There’s so many shows, whether it’s “Last Week Tonight” or “The Daily Show” or “Full Frontal” or “Late Night With Seth Meyers,” that are really doing great stuff talking about what’s going on in the world and what’s going on with the president, and those stories that everyone winds up talking about, whether on social media or in their jobs.
A lot of the issues that we wind up talking about in the show are things that are part of the national conversation, but the national conversation doesn’t always include the fact that with some of these things — like something like policing — a federal law may not be able to do something for every city or state in the country. Sometimes there’s change that can happen within a city with residents coming together, talking to and working with the legislators in their community to try to make something better or make something different. That became fascinating.
Do you come away from these episodes feeling more hopeful or less? Because they don’t seem to have really a clean answer.
It’s true. I think for me I find ... that I walk away with a little more clarity. I don’t know if clarity and hope go together, but I do think that having clarity, having a little more understanding on things, it does on some level make me feel like, “OK, these things maybe aren’t as intractable as sometimes the rhetoric can make them seem.”
What made you want to bring the show over to L.A. and tackle the homelessness issue?
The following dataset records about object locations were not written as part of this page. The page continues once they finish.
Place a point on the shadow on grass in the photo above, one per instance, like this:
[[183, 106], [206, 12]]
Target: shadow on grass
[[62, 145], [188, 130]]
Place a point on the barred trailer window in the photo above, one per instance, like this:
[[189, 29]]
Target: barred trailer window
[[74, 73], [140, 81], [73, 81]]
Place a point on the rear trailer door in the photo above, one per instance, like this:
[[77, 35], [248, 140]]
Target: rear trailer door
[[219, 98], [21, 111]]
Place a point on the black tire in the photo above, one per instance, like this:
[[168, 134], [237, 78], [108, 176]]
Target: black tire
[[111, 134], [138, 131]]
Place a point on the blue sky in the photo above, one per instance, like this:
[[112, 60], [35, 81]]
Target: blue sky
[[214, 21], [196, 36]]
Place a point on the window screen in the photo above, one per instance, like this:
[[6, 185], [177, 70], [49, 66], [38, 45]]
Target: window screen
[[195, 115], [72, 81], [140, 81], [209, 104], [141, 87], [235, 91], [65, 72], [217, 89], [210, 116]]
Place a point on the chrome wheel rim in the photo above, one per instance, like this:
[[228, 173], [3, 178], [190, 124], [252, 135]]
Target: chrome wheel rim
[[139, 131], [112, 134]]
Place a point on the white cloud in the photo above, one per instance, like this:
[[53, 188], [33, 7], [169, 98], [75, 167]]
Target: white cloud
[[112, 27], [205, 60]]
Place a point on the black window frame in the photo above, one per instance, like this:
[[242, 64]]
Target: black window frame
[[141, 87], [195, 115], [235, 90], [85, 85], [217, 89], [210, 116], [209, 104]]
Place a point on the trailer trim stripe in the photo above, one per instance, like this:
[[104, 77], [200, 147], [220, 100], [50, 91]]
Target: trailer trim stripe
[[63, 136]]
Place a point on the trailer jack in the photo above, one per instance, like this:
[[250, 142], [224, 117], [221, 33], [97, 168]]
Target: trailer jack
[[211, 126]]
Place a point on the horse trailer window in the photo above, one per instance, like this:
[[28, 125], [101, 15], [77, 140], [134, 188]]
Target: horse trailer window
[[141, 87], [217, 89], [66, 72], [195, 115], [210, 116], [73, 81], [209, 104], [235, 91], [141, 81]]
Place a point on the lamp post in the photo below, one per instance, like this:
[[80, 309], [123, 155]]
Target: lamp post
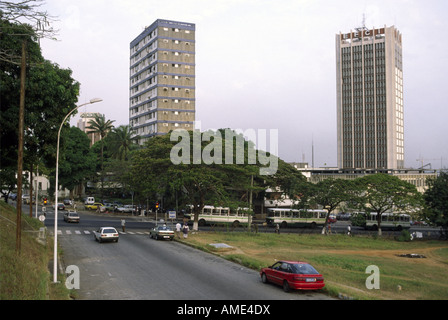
[[55, 256]]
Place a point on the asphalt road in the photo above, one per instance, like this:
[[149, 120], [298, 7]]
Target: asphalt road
[[140, 268]]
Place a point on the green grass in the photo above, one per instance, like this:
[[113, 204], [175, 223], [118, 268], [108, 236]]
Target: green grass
[[24, 276], [343, 261]]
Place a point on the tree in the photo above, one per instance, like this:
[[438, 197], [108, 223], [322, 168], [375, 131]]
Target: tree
[[78, 160], [101, 126], [330, 193], [121, 142], [436, 202], [382, 193], [14, 29], [205, 171]]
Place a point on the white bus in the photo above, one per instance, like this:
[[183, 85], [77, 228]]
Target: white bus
[[388, 221], [219, 215], [296, 217]]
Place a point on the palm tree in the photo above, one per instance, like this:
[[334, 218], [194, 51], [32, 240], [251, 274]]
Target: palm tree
[[121, 141], [101, 126]]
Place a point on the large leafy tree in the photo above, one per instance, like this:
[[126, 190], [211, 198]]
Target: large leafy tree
[[382, 193], [200, 180], [436, 202], [51, 93], [331, 193]]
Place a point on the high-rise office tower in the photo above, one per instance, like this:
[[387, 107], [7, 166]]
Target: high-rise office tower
[[162, 79], [370, 99]]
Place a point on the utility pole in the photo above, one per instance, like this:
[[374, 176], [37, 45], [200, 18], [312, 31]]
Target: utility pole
[[20, 149]]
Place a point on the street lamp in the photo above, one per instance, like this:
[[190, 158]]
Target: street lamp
[[55, 255]]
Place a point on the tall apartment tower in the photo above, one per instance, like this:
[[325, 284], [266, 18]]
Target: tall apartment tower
[[370, 110], [162, 79]]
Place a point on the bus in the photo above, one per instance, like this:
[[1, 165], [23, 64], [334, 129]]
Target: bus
[[388, 221], [220, 215], [296, 217]]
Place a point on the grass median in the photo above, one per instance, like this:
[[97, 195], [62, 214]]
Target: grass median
[[26, 276], [343, 261]]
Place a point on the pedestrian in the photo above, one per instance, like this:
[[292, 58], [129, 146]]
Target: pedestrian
[[178, 227], [277, 228], [185, 230]]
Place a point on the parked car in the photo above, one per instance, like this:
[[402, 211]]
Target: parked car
[[109, 206], [106, 234], [60, 206], [126, 208], [95, 206], [161, 232], [89, 200], [295, 275], [71, 216]]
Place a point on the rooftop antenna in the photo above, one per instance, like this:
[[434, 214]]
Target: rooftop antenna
[[363, 23]]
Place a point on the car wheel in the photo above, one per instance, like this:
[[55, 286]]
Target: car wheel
[[286, 287], [264, 279]]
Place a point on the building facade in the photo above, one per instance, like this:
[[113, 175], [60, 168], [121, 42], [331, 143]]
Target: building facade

Having lived in L.A., I watched a little bit of what was going on as downtown L.A. was starting to get redeveloped and what that meant for people who were living in that area who weren’t getting resources. I remember stories of homeless people or even people who had been found dumped by hospitals in skid row. If you’re going to talk about homelessness and you’re going to talk about it in this country, L.A. and skid row feels like a place that made the most sense for us to talk about some of those issues.
With all your episodes, there’s a documentary-like structure with voices like activists and former police officers onscreen as well. How did those come together?
When we started talking about the show, one of the things that I had thought about was always having these talking heads, because I felt like what I’d like to do is create some sort of a dialogue between experts who can speak to these subjects more than I can. I could run off a bunch of stats, but there’s something that’s very different about actually hearing from individuals who have both a vested interest in these stories and in the subject matter, but also want to do it in a rational discourse. What I didn’t want was pundits, and I didn’t want to create some sort of pundit puppet show.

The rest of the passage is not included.